A researcher has conducted an analysis of Jenkins servers and found that many of them leak sensitive information, including ones belonging to high-profile companies.
London-based researcher Mikail Tunç used the Shodan search engine to find Jenkins servers accessible from the Internet and discovered roughly 25,000 instances.
The expert analyzed approximately half of them and determined that 10-20% were misconfigured. He spent weeks manually validating the issues he discovered and notifying affected vendors.
Jenkins is an open source automation server used by software developers for continuous integration and delivery. Since the product is typically linked to a code repository such as GitHub and a cloud environment such as AWS or Azure, failure to configure the application correctly can pose a serious security risk.
Some of the misconfigured systems discovered by Tunç provided guest or administrator permissions by default, while others allowed guest or admin access to anyone who registered an account.
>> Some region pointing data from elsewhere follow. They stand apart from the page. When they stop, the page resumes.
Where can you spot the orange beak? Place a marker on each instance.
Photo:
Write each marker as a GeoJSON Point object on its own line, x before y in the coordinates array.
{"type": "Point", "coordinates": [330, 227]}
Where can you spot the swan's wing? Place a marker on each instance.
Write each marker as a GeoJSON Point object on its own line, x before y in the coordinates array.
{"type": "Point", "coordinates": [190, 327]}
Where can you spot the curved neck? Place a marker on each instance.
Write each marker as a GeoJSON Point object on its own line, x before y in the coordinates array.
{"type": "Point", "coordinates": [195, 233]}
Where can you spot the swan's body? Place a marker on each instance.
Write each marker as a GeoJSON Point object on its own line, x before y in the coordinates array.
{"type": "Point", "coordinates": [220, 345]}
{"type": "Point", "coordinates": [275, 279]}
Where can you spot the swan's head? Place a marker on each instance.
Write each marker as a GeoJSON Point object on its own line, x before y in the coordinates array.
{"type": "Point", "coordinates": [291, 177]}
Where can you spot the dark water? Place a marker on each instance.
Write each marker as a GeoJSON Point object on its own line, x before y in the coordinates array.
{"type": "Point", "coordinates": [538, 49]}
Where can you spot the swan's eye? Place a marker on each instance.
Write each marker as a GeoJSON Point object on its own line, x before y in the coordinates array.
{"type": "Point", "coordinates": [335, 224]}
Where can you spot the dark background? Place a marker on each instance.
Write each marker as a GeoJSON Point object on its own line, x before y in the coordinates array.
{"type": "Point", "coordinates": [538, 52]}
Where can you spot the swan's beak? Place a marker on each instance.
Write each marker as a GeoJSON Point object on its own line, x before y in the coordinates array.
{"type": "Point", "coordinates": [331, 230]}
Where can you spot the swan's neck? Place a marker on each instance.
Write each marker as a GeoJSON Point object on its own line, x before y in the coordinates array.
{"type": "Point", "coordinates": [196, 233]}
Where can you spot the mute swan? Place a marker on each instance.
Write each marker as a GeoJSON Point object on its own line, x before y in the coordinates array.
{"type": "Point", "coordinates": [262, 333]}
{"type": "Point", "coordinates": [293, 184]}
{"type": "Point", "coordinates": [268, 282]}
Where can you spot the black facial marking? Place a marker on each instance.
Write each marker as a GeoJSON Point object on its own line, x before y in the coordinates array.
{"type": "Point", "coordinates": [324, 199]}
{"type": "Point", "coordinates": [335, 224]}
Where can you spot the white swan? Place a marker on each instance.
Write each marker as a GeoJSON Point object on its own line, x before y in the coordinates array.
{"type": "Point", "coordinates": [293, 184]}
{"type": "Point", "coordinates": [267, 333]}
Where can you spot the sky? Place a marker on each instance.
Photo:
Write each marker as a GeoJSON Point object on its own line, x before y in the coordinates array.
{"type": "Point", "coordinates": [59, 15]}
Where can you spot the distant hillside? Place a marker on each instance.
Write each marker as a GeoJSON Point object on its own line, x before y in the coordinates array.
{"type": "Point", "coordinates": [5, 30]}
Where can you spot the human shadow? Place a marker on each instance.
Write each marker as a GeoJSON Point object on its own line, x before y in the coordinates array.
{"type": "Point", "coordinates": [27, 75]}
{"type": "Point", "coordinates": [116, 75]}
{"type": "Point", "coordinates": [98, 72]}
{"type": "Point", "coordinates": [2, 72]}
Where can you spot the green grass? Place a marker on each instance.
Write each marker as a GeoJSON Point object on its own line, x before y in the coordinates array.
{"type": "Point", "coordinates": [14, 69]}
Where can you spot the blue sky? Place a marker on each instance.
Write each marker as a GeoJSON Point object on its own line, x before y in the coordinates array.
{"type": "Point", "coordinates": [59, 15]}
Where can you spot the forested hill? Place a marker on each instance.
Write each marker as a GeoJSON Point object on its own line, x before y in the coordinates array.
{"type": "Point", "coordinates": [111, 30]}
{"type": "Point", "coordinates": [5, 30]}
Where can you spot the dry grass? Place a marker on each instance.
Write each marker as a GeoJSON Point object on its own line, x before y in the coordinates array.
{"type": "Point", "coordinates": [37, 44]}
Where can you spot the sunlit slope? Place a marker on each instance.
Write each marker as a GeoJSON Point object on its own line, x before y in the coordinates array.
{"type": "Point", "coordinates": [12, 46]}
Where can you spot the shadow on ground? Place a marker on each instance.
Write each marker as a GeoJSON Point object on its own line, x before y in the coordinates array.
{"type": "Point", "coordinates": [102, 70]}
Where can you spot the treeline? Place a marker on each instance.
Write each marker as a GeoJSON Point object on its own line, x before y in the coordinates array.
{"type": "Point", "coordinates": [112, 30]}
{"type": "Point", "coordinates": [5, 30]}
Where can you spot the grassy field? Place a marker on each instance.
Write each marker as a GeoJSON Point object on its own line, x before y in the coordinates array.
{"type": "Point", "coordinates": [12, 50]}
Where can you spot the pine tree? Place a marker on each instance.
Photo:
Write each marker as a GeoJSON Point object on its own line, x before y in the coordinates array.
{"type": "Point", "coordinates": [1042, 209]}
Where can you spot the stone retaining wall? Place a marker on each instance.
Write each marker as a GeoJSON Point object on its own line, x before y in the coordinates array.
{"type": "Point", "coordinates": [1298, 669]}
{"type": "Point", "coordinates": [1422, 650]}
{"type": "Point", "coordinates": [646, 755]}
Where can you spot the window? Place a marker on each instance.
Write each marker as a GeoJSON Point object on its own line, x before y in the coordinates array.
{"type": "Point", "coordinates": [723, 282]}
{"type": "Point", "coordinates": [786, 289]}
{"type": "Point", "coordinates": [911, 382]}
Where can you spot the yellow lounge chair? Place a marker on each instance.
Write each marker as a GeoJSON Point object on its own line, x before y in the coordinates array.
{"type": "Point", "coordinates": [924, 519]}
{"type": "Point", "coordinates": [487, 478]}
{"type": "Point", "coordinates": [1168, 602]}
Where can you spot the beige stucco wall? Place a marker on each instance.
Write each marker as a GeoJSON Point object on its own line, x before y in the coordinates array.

Some Jenkins servers used a SAML/OAuth authentication system linked to Github or Bitbucket, but they allowed any GitHub or Bitbucket account to log in rather than just accounts owned by the organization.
Tunc said a vast majority of the misconfigured Jenkins servers leaked some type of sensitive information, including credentials for private source code repositories, credentials for deployment environments (e.g. usernames, passwords, private keys and AWS tokens), and job log files that included credentials and other sensitive data.
One of the exposed Jenkins instances, which leaked sensitive tokens, belonged to Google, but the tech giant quickly addressed the issue after being informed via its bug bounty program.
The researcher also named several major UK-based companies, including Transport for London, supermarkets Sainsbury’s and Tesco, credit checking company ClearScore, educational publisher Pearson, and newspaper publisher News UK. Some of these companies allegedly exposed highly sensitive data, but Tunç said he often had difficulties in responsibly disclosing his findings.
“I want to make it absolutely clear that I did not exploit any vulnerabilities to gain access to Jenkins servers – I simply walked through the front door which was visible to the world, then told the owners to close said front door,” the researcher noted in a blog post.
While Tunç received products, vouchers and thanks for his work from the companies he alerted, misconfigured Jenkins instances can be highly problematic and some vendors have paid significant bug bounties for such security holes.
A few months ago, two researchers reported earning a total of $20,000 from Snapchat after finding exposed Jenkins instances that allowed arbitrary code execution and access to sensitive data.